Harlan stellte ordnerweise das Material zum Projekt zusammen - dazu gehörten auch die futuristischen Zeichnungen, die vom Konzeptkünstler Chris Baker stammten: Sie lieferten die Vorlage für den "A. I."-Look.

"Ich habe das Treatment zu A. I. mehrmals durchgelesen, aber dann hatte ich ziemlich freie Hand bei der Entwicklung meiner Ideen", erklärt Baker. "In diesem frühen Stadium hatte Stanley noch keine sehr konkreten Vorstellungen - im Grunde war ich dazu da, Ideen vorzugeben, von denen Stanley sich dann inspirieren ließ, um langsam auf eine Richtung einzuschwenken, die ihm gefiel. Das regelten wir alles per Fax und Telefon, nachdem wir uns anfangs ein paarmal getroffen hatten. Ich habe den Eindruck, dass unsere Beziehung recht gut funktioniert hat."

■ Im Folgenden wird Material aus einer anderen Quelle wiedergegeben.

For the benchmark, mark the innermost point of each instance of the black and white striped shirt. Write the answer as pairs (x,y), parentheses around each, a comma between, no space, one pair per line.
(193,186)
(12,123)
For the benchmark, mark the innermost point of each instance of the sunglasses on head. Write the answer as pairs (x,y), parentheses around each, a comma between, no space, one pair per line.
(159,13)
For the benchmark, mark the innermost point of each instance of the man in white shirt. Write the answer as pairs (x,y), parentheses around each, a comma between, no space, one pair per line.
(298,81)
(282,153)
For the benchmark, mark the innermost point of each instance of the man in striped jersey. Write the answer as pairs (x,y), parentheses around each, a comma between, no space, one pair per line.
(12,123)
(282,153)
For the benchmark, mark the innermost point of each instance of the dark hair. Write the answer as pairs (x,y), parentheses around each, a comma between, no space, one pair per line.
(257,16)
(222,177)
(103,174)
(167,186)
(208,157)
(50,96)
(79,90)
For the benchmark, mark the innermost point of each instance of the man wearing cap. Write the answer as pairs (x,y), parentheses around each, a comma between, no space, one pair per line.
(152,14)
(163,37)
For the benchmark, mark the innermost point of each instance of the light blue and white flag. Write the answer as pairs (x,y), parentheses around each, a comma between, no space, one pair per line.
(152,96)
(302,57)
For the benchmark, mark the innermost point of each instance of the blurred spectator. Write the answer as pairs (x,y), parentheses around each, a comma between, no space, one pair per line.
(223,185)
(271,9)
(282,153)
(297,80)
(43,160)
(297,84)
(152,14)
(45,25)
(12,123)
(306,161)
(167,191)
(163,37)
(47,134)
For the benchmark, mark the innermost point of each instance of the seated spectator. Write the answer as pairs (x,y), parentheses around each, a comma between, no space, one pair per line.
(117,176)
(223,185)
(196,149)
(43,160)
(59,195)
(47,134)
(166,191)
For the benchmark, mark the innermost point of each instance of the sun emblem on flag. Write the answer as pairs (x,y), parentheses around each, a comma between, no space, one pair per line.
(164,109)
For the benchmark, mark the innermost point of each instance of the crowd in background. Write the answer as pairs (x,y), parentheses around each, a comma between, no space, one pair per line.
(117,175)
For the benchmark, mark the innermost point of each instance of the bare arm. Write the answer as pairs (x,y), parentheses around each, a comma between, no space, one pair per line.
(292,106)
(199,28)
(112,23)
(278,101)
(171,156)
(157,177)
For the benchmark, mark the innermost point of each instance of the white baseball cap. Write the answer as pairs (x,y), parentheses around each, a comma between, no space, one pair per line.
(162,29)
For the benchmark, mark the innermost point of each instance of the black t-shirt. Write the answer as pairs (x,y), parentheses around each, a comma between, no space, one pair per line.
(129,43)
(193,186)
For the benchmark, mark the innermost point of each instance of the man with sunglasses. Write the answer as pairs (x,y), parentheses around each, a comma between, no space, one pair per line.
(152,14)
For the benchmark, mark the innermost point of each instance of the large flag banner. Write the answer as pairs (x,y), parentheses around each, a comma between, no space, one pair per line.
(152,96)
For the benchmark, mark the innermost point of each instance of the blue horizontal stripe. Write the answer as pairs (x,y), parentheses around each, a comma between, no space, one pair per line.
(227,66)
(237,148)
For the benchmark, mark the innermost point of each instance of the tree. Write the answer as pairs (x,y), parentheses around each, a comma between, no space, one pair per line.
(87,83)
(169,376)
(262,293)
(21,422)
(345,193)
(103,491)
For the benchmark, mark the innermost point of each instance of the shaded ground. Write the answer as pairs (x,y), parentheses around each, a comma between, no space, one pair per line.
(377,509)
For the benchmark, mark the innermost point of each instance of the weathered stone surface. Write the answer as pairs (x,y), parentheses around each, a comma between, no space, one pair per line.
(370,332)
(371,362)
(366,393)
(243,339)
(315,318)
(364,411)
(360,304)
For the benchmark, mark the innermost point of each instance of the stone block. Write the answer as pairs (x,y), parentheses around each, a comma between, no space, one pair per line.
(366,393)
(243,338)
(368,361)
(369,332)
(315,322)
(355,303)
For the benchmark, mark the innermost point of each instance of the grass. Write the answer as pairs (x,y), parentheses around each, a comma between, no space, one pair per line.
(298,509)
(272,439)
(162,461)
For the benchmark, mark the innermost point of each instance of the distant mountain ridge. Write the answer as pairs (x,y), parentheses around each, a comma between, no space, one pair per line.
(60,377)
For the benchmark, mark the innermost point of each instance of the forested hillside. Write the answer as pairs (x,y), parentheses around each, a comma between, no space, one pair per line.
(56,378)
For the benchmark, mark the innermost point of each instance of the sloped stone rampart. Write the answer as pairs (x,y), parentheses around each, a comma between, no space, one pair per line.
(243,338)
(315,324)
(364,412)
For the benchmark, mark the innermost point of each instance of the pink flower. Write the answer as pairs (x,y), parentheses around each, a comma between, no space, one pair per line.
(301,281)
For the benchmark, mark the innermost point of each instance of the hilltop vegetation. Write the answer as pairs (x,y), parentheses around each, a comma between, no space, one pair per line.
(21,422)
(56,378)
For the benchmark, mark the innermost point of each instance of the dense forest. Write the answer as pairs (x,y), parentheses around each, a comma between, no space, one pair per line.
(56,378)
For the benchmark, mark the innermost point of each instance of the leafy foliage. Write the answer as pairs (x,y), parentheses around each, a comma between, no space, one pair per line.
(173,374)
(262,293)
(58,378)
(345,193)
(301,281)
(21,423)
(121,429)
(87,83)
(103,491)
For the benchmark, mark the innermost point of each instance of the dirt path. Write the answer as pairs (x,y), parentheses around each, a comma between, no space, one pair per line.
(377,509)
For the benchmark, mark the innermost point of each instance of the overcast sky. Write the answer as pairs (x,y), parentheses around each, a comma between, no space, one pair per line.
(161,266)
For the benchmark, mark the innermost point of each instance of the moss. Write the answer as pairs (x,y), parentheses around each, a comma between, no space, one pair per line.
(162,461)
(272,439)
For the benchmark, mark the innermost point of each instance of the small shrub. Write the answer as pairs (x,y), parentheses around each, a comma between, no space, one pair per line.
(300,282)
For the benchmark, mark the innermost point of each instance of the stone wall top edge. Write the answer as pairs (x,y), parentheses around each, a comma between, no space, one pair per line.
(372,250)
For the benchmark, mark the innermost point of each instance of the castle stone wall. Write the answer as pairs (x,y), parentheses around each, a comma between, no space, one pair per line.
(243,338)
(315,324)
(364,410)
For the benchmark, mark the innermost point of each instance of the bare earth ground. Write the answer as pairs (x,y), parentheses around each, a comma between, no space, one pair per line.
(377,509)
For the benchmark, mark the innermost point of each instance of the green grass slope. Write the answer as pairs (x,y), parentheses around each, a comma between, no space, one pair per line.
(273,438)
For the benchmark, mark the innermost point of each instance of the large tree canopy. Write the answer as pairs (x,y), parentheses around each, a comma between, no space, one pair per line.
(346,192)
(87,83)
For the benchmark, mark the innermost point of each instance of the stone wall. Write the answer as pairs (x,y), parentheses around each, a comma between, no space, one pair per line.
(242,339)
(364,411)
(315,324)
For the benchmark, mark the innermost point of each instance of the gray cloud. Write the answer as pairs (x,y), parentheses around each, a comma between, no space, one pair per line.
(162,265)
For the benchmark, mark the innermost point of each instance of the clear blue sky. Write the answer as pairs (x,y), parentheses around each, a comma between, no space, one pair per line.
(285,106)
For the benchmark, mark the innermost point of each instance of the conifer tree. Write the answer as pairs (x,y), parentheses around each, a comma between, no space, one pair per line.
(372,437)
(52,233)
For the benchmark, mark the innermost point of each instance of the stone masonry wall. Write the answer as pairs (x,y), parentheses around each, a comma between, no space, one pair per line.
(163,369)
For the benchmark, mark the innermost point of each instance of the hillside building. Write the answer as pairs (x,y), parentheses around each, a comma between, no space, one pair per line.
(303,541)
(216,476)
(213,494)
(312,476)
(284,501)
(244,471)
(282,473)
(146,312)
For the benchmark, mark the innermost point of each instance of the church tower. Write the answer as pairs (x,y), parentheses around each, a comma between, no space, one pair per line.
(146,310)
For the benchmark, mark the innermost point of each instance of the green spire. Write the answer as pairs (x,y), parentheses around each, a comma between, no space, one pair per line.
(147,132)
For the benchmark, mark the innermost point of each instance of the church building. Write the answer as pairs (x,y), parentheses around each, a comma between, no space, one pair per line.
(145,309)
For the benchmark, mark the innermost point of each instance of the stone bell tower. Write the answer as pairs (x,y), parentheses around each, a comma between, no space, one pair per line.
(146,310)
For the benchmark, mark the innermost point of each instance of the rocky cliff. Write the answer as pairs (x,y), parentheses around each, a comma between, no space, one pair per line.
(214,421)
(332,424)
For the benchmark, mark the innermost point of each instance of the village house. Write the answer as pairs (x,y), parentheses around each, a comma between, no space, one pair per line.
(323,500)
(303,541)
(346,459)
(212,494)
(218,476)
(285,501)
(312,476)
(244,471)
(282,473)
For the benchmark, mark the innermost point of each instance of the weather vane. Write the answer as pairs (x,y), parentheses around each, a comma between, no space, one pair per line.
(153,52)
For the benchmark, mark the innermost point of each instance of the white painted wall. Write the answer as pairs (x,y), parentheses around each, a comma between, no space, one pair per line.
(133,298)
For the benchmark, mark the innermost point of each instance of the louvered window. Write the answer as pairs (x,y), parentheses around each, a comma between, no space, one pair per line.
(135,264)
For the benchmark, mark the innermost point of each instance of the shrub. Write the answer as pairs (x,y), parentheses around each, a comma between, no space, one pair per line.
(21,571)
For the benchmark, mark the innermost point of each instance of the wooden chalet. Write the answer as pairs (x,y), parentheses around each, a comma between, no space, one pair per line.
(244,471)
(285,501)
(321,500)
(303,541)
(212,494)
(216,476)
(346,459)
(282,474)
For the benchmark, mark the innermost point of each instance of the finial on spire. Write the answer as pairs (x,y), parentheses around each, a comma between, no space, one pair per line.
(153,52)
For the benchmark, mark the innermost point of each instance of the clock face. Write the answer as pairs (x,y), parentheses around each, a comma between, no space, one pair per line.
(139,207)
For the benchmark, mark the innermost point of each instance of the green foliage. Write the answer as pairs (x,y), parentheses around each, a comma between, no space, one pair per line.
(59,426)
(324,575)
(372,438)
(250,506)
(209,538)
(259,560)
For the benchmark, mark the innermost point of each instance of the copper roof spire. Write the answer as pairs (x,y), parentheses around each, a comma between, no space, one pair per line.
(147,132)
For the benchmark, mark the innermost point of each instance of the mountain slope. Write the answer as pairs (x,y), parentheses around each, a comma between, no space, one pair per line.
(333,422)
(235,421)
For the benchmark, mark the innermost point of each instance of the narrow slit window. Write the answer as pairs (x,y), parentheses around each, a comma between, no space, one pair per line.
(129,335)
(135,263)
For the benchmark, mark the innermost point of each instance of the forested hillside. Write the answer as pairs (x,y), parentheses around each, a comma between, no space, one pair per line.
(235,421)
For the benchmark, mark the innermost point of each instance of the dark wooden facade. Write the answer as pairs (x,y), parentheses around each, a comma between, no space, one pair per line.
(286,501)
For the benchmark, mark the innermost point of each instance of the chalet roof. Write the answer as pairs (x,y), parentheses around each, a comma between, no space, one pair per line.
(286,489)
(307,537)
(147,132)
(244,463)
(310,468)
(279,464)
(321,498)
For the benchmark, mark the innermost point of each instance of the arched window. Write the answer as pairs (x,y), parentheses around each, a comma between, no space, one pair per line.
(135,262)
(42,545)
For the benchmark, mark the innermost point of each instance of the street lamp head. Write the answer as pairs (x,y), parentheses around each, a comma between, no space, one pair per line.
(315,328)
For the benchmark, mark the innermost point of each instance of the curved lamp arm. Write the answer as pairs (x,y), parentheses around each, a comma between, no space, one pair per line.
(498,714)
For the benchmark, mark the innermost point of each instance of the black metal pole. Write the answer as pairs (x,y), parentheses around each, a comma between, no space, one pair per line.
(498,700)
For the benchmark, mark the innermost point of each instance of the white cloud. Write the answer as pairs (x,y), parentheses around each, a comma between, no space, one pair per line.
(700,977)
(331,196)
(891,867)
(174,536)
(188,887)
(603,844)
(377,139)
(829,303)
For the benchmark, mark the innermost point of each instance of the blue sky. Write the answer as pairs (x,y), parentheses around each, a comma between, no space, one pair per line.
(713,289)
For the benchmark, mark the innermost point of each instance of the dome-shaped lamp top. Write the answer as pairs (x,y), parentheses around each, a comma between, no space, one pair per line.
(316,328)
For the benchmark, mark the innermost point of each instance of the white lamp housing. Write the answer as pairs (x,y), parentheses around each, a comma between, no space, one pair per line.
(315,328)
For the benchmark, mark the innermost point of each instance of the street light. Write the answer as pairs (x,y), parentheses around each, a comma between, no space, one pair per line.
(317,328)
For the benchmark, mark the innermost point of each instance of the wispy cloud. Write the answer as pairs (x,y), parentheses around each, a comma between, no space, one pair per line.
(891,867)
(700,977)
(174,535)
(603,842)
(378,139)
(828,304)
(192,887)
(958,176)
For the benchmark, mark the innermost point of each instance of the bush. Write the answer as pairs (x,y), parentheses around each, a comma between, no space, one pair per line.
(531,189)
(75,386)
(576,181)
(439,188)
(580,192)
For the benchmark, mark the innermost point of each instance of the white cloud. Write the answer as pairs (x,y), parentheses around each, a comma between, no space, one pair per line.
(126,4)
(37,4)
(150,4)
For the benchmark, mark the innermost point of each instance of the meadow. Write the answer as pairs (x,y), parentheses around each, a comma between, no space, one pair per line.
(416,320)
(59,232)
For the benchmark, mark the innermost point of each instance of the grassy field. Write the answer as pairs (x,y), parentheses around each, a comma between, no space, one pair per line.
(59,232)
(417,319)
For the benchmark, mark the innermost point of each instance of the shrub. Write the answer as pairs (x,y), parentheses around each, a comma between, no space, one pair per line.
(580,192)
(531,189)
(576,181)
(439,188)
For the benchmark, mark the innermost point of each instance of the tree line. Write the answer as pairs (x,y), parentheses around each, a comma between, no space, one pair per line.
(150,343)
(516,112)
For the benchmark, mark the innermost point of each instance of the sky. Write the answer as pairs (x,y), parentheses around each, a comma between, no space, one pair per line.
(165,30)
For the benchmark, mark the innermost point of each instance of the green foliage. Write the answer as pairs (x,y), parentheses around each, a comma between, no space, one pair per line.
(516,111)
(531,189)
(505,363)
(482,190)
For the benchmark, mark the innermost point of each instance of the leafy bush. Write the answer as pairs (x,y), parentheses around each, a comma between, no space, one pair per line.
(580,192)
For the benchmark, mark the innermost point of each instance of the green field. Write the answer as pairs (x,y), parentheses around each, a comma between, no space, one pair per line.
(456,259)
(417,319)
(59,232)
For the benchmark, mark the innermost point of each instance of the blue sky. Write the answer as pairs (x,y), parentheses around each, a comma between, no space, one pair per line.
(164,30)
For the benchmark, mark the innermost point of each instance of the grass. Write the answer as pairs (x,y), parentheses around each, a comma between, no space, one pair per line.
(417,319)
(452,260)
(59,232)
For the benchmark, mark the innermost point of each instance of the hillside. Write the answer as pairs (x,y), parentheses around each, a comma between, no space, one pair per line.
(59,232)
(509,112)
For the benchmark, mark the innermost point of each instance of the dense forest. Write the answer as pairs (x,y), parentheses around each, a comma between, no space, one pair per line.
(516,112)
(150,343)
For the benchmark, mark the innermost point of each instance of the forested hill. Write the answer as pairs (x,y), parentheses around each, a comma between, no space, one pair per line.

Auf diese Weise entstanden über einen Zeitraum von mehreren Jahren zum Beispiel jene Illustrationen, die schließlich das Aussehen der Filmstadt Rouge City, den Flesh Fair und das Haus der Swintons prägten. Spielberg hatte Bakers Entwürfe beim Schreiben und Inszenieren ständig vor Augen.

Produzentin Bonnie Curtis, die ebenfalls als Spielbergs Assistentin begann, gehörte in den vielen Jahren vor den eigentlichen "A. I."-Dreharbeiten zu den wenigen Eingeweihten, die von Spielbergs und Kubricks Gedankenaustausch wussten.

"Sechs Jahre lang war ich Stevens Assistentin - die Korrespondenz ging über meinen Schreibtisch, ausgenommen die Faxe, die Stanley ihm schickte. Kopien gab es keine, außer den beiden bekam sie niemand zu Gesicht. Steven und Stanley waren bei diesem Projekt ihre eigenen Assistenten."

Nach Kubricks Tod konzentrierte sich Spielberg mit aller Kraft auf "A. I. - Artificial Intelligence", denn in den zwei Jahren nach Abschluss von "Saving Private Ryan" hatte er sich auf kein neues Regieprojekt festgelegt. Er schrieb das Drehbuch in nur zwei Monaten und bereitete sich auf außergewöhnliche Dreharbeiten vor, die ihn mit etlichen bewährten Mitarbeitern erneut zusammen führen sollten.